El papá me enseñó a tocar la guitarra, ¿la primera canción que aprendí? "Mi viejo", de Piero, que en nada se parece a él, pero no por eso deja de ser un símbolo potente, como las primeras figuras dibujadas por los hombres de las cavernas para decir aquí estoy, yo soy, esto somos.
Una melodía, una frecuencia de ondas muy distintas pero indisolubles. Nuestra comunicación se revelaba como el canto de los delfines.
Leí que el cerebro de un delfín es superior al de un ser humano, no sólo en tamaño sino que también en relación a su estructura: el córtex, la parte más nueva evolutivamente hablando del cerebro y la zona donde se genera la conciencia de uno mismo y del entorno, es más compleja en los delfines que en los humanos. Ello ha llevado a que algunos investigadores hayan llegado a la conclusión de que el intelecto del delfín es superior al nuestro, aunque distinto. Nosotros somos especialistas en adaptar el medio a nuestras necesidades; en cambio, los delfines estarían mejor preparados para aprovechar todas las posibilidades que les ofrece el medio en el que viven, pero sin alterarlo. Suelen andar en grupo cerca de las costas y están entre los animales que más interactúan con el ser humano. Usan la ecolocalización para orientarse, así como los sonidos y la danza para interactuar y comunicarse y se ha dicho últimamente que hasta pueden llamarse por su nombre.
Costaba entenderle al papá lo que pedía escuchar, una voz gastada, problemas de deglución y media boca caída pero aun así se las ingenió para deletrear que la canción era "Save the last dance for me", porque le gustaba ver a Bruce Springsteen en el concierto sacando a bailar a su madre anciana ante la multitud.

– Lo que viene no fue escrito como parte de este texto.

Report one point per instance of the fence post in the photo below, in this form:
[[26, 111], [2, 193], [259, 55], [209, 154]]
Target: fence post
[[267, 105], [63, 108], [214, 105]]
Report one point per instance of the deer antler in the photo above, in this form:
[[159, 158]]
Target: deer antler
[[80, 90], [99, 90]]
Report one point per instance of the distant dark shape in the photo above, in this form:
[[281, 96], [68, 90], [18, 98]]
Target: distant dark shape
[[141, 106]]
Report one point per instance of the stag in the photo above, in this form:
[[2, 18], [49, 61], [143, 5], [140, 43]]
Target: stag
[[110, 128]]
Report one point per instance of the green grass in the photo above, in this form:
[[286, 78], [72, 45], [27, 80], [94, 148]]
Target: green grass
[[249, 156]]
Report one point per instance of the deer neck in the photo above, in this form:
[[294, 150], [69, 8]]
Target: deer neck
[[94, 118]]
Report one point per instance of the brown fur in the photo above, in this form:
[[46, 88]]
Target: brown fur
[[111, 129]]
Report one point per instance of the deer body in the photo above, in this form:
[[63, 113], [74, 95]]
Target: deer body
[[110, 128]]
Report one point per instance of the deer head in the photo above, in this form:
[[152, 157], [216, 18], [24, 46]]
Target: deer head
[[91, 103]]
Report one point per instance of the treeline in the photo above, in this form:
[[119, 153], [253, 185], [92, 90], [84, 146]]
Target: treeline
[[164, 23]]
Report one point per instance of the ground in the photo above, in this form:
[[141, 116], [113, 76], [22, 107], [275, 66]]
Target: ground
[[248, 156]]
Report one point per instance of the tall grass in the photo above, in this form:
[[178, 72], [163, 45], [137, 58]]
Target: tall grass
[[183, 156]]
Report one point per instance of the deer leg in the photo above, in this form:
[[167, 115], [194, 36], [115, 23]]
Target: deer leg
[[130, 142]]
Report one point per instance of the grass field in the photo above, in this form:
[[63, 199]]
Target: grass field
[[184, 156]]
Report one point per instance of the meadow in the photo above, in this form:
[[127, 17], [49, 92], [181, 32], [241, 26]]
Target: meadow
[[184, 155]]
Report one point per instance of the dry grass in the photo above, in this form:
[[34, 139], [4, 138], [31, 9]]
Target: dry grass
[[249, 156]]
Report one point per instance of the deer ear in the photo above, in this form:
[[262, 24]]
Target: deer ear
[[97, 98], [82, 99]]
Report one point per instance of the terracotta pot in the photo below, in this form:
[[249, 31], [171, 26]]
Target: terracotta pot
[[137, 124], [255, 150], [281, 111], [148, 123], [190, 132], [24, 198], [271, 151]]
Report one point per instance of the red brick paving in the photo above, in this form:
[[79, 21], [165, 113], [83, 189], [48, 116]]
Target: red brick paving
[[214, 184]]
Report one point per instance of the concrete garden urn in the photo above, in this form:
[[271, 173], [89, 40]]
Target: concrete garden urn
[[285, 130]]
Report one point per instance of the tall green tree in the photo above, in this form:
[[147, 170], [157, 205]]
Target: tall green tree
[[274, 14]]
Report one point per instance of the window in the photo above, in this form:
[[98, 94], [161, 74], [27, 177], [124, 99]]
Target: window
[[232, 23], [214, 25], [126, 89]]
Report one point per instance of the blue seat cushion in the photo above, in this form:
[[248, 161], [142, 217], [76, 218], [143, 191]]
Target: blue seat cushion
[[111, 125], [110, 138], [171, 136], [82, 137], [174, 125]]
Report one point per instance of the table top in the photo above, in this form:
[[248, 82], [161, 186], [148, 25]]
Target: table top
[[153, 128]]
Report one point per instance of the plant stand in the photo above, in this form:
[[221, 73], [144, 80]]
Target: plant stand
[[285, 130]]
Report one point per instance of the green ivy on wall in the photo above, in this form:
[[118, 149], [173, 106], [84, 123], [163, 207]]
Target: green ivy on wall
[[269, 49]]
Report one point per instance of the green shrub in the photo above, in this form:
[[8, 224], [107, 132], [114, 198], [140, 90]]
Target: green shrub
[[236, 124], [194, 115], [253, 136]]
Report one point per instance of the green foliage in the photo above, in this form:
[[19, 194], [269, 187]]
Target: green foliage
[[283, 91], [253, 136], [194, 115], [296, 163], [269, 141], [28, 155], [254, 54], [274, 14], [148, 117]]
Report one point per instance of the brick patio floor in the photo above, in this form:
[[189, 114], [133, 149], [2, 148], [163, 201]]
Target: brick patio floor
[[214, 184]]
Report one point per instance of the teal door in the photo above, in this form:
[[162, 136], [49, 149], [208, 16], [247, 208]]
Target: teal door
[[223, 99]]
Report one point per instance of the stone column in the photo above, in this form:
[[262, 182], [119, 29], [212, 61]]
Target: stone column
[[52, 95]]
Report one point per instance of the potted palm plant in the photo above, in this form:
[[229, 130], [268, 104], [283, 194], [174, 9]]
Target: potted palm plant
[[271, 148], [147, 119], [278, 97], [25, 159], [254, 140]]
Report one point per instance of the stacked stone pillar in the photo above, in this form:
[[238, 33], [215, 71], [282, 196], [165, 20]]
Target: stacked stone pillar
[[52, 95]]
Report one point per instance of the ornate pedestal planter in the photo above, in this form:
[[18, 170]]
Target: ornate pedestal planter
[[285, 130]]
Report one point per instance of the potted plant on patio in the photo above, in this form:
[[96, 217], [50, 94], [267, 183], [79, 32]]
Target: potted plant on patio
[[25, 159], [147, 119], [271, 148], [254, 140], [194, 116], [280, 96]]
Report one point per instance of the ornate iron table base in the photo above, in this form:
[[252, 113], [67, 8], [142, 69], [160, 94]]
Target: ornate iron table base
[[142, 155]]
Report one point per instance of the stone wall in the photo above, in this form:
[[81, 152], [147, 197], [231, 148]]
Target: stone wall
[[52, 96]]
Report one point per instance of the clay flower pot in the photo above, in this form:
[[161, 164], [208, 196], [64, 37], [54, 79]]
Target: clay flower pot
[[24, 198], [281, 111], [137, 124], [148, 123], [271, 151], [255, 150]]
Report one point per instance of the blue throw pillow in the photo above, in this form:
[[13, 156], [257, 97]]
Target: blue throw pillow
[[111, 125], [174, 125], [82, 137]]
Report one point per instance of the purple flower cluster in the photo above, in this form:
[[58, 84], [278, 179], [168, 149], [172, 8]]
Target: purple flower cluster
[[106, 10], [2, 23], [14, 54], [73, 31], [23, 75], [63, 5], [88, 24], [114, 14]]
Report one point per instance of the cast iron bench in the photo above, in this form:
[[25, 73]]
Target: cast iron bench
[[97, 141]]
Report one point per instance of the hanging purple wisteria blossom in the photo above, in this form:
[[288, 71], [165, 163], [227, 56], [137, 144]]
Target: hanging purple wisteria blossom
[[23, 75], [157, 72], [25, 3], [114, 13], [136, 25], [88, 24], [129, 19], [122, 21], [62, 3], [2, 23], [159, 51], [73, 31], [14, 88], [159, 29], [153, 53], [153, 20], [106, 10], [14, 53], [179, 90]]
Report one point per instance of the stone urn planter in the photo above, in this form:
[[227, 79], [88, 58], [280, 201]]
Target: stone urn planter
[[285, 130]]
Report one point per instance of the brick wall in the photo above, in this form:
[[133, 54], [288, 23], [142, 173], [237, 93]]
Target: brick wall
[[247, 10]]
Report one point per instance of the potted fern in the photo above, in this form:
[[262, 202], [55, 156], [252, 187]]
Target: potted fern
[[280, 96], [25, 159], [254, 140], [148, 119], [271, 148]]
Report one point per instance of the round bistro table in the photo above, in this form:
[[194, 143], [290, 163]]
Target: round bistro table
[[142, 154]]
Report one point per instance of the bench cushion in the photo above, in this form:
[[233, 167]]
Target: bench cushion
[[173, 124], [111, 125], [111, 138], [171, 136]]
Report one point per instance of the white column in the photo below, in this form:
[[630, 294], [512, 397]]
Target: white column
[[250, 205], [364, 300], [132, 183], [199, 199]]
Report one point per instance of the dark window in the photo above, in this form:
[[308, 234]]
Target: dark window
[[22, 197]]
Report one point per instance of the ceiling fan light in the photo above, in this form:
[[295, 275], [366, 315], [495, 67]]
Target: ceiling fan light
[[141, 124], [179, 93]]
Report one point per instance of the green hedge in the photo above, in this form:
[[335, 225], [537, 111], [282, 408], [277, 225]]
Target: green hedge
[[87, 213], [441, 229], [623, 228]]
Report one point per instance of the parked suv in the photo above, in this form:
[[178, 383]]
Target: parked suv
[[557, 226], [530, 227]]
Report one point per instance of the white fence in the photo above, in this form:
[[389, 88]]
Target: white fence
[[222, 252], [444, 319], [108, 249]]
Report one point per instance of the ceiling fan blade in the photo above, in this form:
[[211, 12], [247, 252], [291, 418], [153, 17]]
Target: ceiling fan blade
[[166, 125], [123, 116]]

"Para que la bailes con tu mamá", me dijo y se le escuchó a la perfección ese imperativo. Entonces busqué y encontré una versión interpretada por Leonard Cohen, y ahí, entre los cables, los sueros y los desfibriladores de la Unidad de Tratamientos Intensivos, saqué a bailar a mi vieja, riendo abrazados como en una ranchera, ante la mirada atenta y cómplice del papá en esa suerte de baile que gambeteó a la muerte, como delfines aprovechando el entorno para celebrar la vida.
Tuve la certeza al fin, que ese no sería el último baile.